Here’s a strange coincidence. I was recently commissioned to paint a view of a steam train travelling along the old Great Western line at Dawlish, where the line runs right along the sea wall. Imagine my surprise when, just a few days after completing the work, the line was washed away in the recent floods. It will be repaired of course, but for the moment there will be no trains at Dawlish, steam or otherwise!
Paintings of this type require a lot of care in the research and in the actual work. I was fortunate to know someone with a large collection of railway books, and from them I found several examples of King class locomotives which used to haul the Cornish Riviera Express in the days of steam. I selected a photo of a train in full steam, but of course it wasn’t at Dawlish but elsewhere. So, I turned to the internet, and found some video on YouTube of a steam train at Dawlish, with a rough sea crashing over the tracks. But, it was completely the wrong type of locomotive. With careful drawing and a decent knowledge of perspective I managed to combine the two images, but there was a fair bit of artist’s license needed to make the scene into an effective composition. I had to think carefully about the tonal values of the work, to give prominence to the train but also convey a feeling of a dark, stormy day.

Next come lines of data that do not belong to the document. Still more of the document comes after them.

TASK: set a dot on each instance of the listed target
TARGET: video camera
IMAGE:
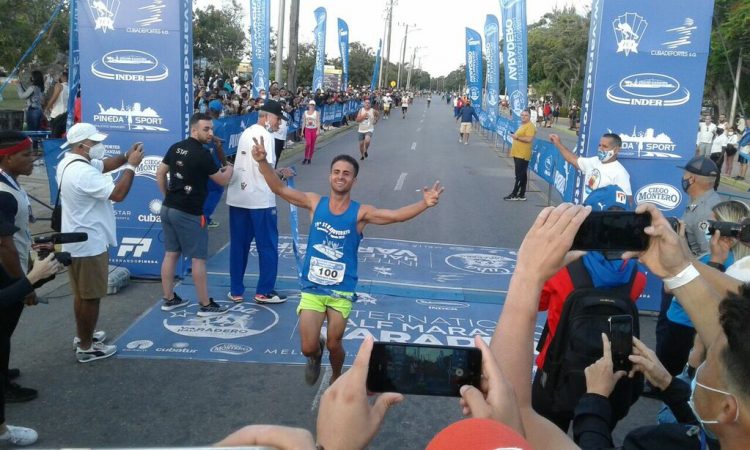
(59, 238)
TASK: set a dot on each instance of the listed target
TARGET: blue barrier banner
(320, 48)
(344, 51)
(514, 55)
(376, 67)
(644, 78)
(492, 43)
(136, 82)
(474, 81)
(260, 32)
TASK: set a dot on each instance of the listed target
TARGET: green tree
(218, 36)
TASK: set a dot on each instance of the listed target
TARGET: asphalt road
(140, 403)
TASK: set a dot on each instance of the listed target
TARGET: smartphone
(423, 369)
(613, 231)
(621, 339)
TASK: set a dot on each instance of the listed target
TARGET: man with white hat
(86, 196)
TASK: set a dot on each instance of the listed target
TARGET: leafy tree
(218, 36)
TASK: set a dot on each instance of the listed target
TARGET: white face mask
(97, 151)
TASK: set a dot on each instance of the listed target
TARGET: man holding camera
(86, 196)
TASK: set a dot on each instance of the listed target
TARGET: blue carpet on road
(408, 291)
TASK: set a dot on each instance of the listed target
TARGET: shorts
(319, 303)
(184, 233)
(89, 276)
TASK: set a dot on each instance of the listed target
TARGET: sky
(436, 27)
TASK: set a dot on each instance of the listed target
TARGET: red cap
(478, 434)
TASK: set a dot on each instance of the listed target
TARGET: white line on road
(400, 182)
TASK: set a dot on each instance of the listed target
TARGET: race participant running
(367, 118)
(329, 273)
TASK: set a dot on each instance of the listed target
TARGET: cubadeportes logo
(481, 263)
(231, 349)
(665, 196)
(648, 89)
(129, 65)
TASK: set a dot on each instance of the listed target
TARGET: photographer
(13, 290)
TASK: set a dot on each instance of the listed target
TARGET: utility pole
(280, 41)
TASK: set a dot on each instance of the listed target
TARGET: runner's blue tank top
(332, 246)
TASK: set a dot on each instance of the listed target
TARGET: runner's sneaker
(18, 436)
(312, 369)
(99, 336)
(212, 309)
(97, 351)
(273, 297)
(176, 302)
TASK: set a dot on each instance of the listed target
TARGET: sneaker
(235, 298)
(97, 351)
(99, 336)
(312, 369)
(176, 302)
(273, 297)
(17, 394)
(19, 436)
(212, 309)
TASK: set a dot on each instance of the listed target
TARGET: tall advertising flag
(344, 50)
(260, 40)
(474, 82)
(136, 63)
(643, 80)
(320, 47)
(492, 43)
(514, 55)
(376, 67)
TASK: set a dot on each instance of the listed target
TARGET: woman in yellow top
(521, 153)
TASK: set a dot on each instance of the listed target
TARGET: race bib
(325, 272)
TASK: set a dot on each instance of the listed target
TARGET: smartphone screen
(613, 230)
(423, 369)
(621, 339)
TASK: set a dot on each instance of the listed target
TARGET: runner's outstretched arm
(307, 200)
(431, 195)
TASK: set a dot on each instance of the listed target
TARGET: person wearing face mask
(601, 170)
(87, 192)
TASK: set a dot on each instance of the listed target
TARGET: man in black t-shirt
(189, 166)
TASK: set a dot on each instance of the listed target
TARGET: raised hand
(432, 194)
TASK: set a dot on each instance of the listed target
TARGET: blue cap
(607, 197)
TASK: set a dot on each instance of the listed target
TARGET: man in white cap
(86, 196)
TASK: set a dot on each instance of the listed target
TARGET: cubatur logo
(629, 29)
(648, 89)
(664, 196)
(129, 65)
(481, 263)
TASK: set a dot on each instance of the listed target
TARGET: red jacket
(554, 294)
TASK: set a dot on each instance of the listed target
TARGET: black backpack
(577, 344)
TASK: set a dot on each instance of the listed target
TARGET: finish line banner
(136, 69)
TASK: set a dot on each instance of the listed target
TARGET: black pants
(8, 320)
(279, 147)
(519, 188)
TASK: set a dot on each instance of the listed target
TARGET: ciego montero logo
(648, 89)
(129, 65)
(664, 196)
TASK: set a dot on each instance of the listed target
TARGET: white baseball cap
(82, 131)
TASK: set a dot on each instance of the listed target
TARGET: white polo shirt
(247, 188)
(86, 207)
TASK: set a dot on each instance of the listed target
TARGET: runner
(367, 118)
(329, 272)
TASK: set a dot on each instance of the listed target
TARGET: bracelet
(687, 275)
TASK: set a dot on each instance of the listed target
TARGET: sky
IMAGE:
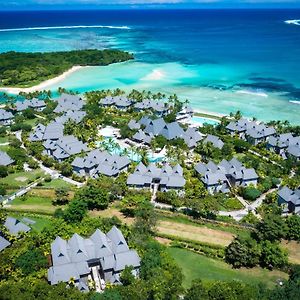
(135, 4)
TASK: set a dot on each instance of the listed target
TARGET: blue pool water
(201, 121)
(221, 60)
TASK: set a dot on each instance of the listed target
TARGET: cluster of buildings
(158, 127)
(255, 132)
(98, 259)
(99, 162)
(14, 227)
(5, 159)
(165, 178)
(221, 177)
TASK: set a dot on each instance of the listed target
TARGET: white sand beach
(43, 85)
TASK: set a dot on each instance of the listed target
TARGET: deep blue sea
(221, 60)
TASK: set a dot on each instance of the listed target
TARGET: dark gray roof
(3, 243)
(5, 159)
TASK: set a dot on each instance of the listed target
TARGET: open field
(195, 233)
(21, 179)
(198, 266)
(293, 248)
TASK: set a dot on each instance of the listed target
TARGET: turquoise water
(222, 61)
(201, 121)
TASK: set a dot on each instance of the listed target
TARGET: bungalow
(97, 162)
(6, 117)
(73, 115)
(4, 243)
(290, 198)
(53, 131)
(68, 102)
(219, 178)
(252, 131)
(166, 178)
(64, 147)
(14, 226)
(5, 159)
(100, 258)
(284, 145)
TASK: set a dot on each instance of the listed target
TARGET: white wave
(294, 22)
(295, 102)
(64, 27)
(154, 75)
(253, 93)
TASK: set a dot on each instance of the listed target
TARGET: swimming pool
(202, 120)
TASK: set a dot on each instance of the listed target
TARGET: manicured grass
(41, 221)
(20, 179)
(195, 266)
(57, 183)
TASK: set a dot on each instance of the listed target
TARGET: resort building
(290, 199)
(64, 147)
(165, 178)
(34, 103)
(6, 117)
(221, 177)
(96, 260)
(4, 243)
(99, 162)
(67, 102)
(285, 144)
(170, 131)
(71, 115)
(5, 159)
(119, 102)
(252, 131)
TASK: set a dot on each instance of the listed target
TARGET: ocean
(220, 60)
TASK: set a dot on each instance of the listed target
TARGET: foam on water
(64, 27)
(294, 22)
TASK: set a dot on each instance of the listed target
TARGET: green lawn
(20, 179)
(40, 221)
(196, 266)
(57, 183)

It took several sessions of work in my studio before I was happy with the end result, but I enjoyed doing it. It’s always good to be taken a little bit out of your comfort zone with an unusual subject. The lady who commissioned the painting as a gift for her steam enthusiast husband seemed to be delighted and that made it all worth while. An old artist once said to me “you can never be sure how a commission is going to go down when the client sees it for the first time. But, if they say they like it and they pay, you’ve done a good job!”